A taxa de sucesso numa execução encarece uma justiça já caríssima. É o Estado a dizer que não é competente e isso preocupa.
Não prepararam o PEVE totalmente para salvar as empresas?
O PEVE aplica-se a empresas, empresários e entidades que não banca, seguros ou empresas públicas, que se encontrem em situação económica difícil ou em situação de insolvência iminente ou atual.
Mas só referente aos que estão assim em virtude do COVID19 e que ainda sejam susceptível de viabilização e que demonstrem ter, em 31/12/2019, um activo superior ao passivo.
Só para as micro ou pequena empresa é que o passivo pode ser superior ao activo àquela data, mas apenas se não estiverem em PER, insolvência ou especial para acordo de pagamento, e:
• ou tenham recebido um auxílio de emergência no âmbito do quadro temporário relativo a medidas de auxílio estatal e o mesmo não tenha sido reembolsado nos termos legais,
• ou estejam abrangidas por um plano de reestruturação das medidas de auxílio estatal.
Mas, se não fosse o Covid19 algumas poderiam recuperar.
E lembra-se da triagem? O administrador provisório terá essa função. Fazer uma de 3 escolhas:
1. empresas que se podem salvar, se se agir rápido,
2. as que com tratamento se vão salvar
3. e as que estão moribundas e devem insolver.
Manter as moribundas provocará mais sofrimento, o melhor é optar pela eutanásia.
Mas às que são viáveis o caminho foi errado.
A medicação vai matar algumas delas: aquelas que com uma medicação adequada se curariam.

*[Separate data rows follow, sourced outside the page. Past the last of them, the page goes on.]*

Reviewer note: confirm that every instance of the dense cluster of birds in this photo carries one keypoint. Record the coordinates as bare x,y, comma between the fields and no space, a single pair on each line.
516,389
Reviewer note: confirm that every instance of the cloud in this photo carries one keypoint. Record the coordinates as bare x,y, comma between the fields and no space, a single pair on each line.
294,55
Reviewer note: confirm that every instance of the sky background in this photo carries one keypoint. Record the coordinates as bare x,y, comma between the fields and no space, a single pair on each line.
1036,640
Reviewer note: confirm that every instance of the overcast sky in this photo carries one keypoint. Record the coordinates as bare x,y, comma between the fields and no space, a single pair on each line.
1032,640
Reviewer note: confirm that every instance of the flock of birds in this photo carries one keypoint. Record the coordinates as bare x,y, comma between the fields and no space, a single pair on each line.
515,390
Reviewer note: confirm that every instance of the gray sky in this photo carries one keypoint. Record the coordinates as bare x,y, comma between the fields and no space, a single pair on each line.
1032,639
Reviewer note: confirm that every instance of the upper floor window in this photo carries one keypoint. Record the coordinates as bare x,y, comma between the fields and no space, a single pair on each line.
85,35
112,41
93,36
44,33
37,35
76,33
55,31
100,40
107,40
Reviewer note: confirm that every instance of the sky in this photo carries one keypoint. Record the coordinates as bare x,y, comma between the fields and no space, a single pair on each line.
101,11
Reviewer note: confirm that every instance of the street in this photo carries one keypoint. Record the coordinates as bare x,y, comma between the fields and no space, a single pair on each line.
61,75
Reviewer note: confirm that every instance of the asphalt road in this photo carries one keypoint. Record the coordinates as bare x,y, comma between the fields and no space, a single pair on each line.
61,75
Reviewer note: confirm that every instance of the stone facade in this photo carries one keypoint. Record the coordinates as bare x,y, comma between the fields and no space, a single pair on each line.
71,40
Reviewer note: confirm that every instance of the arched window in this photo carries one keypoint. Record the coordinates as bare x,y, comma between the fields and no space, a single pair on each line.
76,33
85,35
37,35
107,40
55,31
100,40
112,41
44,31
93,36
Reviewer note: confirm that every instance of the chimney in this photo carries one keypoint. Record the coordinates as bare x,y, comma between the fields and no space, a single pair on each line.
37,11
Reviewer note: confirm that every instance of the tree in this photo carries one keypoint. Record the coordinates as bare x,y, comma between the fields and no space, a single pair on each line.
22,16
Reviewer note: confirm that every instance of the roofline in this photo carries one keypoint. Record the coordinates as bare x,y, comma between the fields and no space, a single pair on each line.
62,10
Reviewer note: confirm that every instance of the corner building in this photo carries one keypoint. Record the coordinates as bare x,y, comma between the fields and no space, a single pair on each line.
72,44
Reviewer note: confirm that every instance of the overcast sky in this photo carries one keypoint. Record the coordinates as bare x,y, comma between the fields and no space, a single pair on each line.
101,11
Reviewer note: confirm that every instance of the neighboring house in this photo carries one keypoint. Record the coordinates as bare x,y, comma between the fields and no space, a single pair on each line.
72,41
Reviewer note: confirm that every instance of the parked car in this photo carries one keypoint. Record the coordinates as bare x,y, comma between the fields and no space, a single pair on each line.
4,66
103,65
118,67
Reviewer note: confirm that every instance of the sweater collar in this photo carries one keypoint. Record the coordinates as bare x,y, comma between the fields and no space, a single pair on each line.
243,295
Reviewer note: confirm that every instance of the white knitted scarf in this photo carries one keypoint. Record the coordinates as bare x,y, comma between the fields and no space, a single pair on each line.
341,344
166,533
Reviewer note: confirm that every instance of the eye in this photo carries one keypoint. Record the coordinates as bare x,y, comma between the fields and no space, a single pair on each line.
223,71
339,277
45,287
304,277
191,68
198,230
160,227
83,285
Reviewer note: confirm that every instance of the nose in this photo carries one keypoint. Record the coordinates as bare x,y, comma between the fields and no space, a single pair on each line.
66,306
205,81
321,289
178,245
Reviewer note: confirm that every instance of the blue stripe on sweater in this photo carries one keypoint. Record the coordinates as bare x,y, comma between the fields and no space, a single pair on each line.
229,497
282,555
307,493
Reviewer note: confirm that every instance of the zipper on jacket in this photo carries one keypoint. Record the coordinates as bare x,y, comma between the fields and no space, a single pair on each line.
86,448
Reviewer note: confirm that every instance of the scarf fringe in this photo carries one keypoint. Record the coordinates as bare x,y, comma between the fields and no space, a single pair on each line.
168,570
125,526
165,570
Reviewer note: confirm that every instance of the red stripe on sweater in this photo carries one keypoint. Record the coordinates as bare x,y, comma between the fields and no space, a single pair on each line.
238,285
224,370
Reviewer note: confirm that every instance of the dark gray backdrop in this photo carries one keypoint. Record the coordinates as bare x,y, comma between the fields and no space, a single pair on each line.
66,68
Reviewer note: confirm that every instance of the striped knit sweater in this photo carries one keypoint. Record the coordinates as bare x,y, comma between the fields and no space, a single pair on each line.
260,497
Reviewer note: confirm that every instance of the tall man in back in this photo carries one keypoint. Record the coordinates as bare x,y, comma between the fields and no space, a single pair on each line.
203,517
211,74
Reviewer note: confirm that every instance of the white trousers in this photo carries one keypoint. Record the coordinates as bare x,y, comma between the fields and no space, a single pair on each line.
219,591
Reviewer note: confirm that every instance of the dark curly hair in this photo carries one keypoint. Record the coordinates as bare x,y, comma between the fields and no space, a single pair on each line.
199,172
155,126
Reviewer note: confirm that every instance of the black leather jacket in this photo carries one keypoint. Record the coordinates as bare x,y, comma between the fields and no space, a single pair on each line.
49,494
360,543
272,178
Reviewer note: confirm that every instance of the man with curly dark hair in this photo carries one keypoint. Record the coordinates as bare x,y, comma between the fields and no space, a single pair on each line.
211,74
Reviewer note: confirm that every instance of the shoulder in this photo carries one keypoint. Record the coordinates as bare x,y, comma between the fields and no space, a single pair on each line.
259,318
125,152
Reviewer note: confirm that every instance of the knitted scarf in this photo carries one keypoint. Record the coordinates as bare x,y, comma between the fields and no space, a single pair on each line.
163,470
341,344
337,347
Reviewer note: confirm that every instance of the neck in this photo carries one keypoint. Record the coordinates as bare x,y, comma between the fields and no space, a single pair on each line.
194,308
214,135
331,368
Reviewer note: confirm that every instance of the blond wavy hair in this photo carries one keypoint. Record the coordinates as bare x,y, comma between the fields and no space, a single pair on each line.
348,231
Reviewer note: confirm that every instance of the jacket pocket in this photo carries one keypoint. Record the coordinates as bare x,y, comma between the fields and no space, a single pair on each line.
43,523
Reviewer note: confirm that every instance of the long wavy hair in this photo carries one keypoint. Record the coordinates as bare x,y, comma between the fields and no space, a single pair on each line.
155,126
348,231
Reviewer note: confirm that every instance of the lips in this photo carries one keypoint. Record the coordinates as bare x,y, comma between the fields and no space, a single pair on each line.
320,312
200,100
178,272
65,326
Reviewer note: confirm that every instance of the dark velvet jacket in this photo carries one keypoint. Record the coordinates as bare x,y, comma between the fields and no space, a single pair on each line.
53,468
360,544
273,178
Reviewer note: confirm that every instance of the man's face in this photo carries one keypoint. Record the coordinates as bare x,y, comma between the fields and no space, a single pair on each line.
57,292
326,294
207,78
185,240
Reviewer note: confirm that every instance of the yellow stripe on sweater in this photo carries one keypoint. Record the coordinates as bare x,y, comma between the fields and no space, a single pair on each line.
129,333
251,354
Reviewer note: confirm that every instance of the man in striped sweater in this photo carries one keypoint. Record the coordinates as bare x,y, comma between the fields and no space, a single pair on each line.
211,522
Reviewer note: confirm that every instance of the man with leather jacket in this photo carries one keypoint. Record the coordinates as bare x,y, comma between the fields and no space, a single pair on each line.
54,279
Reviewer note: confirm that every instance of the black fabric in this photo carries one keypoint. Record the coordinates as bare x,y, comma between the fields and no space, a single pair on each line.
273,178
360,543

Ao entrarem no PEVE vão tornar públicas as suas dificuldades e alguns fornecedores perdem a confiança.
É como tornar pública a leucemia do treinador, mesmo esta doença tendo cura. A economia vive de expectativas.
A solução correcta teria sido uma triagem criteriosa e sistemática prévia e a escolha para as mais viáveis de uma similitude com o RERE e similitude com o PER para as menos.
Para aquelas os mediadores e o processo secreto, salvo credores envolvidos.
Para as últimas os administradores.
Mesmo a questão dos postos de trabalho ficou deficitário na lei.
A solução criativa seria um processo para propor moratórias fornecedores, banca e trabalhadores.
Não digo fazer como 2020 não tivesse acontecido.
Mas criar um processo que permitisse aos devedores aflitos pedir ao tribunal de comércio respectivo que lhe mediasse renegociar prazos de pagamentos.
Um engripado precisa de uma convalescença, mesmo que seja em teletrabalho.
Não se pode andar na rua ao frio e à chuva.
A criação de um processo exclusivo para negociar moratórias, períodos de carência, quando possível, em que estivesse, por exemplo, um mediador e que convocasse credores e devedor, sem a quantidade de papelada que o PEVE exige, evitava a insolvência de milhares de restaurantes, lojas de rua, pequenos negócios e médios negócios do turismo.
Irá haver revisões ao PEVE, mas sendo o Covid19 o terramoto de 2020… falta um Marquês que faça a triagem e salve as empresas feridas e enterre as mortas.